H2 2025 earnings summary
19 Feb, 2026Executive summary
Profitable growth in 2025 driven by organic, investment, and innovation engines, with recurring EPS up 8.7% to €1.81 and strong operational KPIs including high occupancy and record collection rates.
Robust leasing demand, successful Galimmo integration, and disciplined execution led to margin expansion and increased shareholder returns.
Portfolio value increased 1.3% to €6.7 billion, with 250 shopping centers welcoming over 600 million visitors and occupancy at 96.5%.
Retailer sales and footfall both increased, supporting resilient business fundamentals.
Financial highlights
Net rental income rose 8.8% year-over-year to €403.1 million, with organic growth of 3.5% above indexation.
EBITDA margin expanded to 79.3%, recurring EPS grew 8.7% to €1.81, and dividend per share increased 9% to €1.36.
EPRA NTA per share up 1.5% to €26.52; gross asset value reached €6.7 billion.
Recurring earnings reached €254.7 million, up 7.5% year-over-year.
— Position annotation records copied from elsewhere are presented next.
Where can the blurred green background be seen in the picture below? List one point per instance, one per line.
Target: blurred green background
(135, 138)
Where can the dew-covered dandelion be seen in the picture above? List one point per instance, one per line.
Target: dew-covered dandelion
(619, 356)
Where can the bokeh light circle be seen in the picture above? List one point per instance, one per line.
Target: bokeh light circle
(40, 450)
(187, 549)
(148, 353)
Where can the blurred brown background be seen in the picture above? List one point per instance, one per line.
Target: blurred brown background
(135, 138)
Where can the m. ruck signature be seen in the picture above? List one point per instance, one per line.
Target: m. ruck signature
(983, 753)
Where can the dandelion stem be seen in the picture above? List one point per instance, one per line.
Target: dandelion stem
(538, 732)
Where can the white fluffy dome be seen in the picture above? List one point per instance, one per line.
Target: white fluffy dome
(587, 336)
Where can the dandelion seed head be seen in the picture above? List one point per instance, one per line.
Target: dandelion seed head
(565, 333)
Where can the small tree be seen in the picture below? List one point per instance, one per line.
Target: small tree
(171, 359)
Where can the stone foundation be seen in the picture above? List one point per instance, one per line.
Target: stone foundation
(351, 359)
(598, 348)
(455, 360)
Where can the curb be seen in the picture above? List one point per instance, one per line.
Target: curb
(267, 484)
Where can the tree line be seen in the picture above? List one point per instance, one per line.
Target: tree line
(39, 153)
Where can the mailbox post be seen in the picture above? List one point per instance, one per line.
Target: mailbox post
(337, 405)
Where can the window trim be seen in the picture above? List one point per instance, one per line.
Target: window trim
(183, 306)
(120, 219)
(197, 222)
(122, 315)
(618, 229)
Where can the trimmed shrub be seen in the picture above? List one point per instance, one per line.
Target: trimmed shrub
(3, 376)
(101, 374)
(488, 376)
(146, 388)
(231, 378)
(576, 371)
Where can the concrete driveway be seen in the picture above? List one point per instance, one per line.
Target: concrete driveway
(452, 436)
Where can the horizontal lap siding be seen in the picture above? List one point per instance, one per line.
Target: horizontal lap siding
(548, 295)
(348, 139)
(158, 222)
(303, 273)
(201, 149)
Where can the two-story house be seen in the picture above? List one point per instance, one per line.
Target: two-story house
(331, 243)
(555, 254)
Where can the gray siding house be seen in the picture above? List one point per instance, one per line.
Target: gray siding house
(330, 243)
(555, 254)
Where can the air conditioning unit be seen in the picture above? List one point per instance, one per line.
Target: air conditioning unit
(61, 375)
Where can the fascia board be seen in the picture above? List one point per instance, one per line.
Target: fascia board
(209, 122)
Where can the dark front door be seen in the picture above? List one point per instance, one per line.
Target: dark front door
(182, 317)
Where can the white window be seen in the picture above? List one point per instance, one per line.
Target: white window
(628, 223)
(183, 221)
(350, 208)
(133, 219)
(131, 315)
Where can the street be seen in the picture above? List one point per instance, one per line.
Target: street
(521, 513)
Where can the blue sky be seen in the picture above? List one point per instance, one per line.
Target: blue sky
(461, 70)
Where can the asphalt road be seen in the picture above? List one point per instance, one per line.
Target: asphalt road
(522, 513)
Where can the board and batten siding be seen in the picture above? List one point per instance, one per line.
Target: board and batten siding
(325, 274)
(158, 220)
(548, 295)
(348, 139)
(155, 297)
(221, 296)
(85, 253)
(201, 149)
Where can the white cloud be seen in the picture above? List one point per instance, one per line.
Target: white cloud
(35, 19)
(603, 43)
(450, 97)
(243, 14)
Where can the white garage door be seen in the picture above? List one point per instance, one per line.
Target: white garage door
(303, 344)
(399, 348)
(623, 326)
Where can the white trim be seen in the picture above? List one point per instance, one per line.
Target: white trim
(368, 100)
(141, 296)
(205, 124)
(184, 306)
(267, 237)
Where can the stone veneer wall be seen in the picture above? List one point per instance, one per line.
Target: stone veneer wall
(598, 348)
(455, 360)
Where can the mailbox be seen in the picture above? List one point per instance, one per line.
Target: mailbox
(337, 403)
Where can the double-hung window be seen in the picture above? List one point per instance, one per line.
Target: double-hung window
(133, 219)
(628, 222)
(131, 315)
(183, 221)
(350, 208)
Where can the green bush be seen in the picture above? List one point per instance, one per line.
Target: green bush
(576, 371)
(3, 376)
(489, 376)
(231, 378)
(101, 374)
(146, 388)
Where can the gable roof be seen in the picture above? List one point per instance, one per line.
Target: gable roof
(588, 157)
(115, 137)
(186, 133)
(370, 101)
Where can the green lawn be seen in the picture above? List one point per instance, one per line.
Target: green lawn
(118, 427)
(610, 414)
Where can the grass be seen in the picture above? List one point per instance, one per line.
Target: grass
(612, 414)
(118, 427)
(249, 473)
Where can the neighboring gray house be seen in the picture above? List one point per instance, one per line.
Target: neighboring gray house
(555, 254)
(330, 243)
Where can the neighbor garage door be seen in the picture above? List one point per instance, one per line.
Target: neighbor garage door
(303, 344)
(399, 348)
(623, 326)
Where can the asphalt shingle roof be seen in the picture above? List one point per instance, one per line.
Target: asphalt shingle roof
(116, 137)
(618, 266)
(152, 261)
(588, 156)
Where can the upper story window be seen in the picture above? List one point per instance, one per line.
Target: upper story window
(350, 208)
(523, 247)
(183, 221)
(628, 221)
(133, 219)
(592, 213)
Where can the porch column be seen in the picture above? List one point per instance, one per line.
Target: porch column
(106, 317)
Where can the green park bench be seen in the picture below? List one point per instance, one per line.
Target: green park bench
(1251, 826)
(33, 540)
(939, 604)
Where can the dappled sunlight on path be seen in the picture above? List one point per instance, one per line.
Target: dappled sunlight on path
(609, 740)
Net income attributable to owners (IFRS) was €185.5 million.
Outlook and guidance
2026 EPS guidance set at €1.84, a 2% increase, supported by robust organic growth, innovation, and disciplined cost control.
Net buyer strategy confirmed with €100 million acquisitions target for 2026; guidance excludes profits from future acquisitions.
Organic NRI growth expected to remain above indexation, with innovation earnings to deliver high single-digit growth.
Positive retail property outlook amid easing inflation and rising real wages in core markets.